The result was that the Gypsies and a small group of Jews from Sharkovtzina, Yadi, and Pohost were killed in these attacks.

May 3, 1943, Russian groups started to return to the Kazian woods and regrouped the Otriad Spartok and amongst them there were some Lithuanians from the Markov brigade from Sventzian. Our small Jewish group with Leib Voliak also fought with the other Otriads.

In the same month of May, the Russian group took out of their Lithuanian division all those that were born in our region and parachuted them into the Kazian forests with full military authority, to bring medical supplies and help, especially because the well known communist of New Svencionys, Afroim Guterman was amongst them. An attack against the Germans with these fighters was immediately organized. As I knew this area quite well, the military commander took me along as a scout to help navigate the forest.

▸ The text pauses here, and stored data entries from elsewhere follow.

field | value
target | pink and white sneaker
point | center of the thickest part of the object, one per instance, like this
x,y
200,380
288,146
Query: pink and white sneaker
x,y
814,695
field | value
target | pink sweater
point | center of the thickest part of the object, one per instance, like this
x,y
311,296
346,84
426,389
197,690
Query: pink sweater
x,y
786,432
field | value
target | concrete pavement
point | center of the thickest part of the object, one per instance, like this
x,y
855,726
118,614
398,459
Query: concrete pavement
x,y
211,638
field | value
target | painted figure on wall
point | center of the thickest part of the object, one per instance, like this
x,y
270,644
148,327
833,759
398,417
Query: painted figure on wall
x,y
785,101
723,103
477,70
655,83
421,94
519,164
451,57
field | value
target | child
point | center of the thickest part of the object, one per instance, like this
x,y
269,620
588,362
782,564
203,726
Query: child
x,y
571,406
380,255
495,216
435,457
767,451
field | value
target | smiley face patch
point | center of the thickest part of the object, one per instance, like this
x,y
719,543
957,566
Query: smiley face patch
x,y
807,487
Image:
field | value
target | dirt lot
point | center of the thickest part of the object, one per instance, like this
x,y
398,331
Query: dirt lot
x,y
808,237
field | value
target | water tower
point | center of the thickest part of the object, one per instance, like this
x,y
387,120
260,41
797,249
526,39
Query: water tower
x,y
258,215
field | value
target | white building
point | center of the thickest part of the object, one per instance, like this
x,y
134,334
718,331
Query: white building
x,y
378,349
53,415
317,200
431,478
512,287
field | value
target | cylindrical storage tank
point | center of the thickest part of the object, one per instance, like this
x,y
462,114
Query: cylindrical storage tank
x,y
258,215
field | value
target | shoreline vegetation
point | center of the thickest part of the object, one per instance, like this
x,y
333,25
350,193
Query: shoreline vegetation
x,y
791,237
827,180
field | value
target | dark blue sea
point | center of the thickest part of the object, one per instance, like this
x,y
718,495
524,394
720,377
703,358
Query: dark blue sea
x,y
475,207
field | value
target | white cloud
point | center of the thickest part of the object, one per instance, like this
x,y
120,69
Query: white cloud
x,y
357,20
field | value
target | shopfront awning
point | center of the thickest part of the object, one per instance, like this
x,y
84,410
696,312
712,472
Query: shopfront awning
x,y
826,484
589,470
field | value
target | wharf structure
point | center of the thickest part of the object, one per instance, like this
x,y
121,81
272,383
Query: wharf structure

During an offensive attack Afroim Guterman was caught by the Germans. We did not want to be caught alive by the Germans. I was on such an attack with very important Russian military against the Germans, when we came across a wagon. In this wagon we found the mutilated body of our dear Svencioner comrade Afroim Guterman.

In the summer of 1943 we fought a bitter battle against the Germans, were we lost our dear leader Leib Voliak, who was responsible for many German casualties as well. Together with him we lost the sick sister Braina Hochman from Kazian.

Together with others, I took part in many more important attacks against the German garrison in Kazian and Vosevitche. We killed many of them and destroyed and burned their trains and barracks.

In the month of August, a group of young people arrived from the Vilna Ghetto, brought by Sventzianer, New Sventzianer and Vidzer young fighters.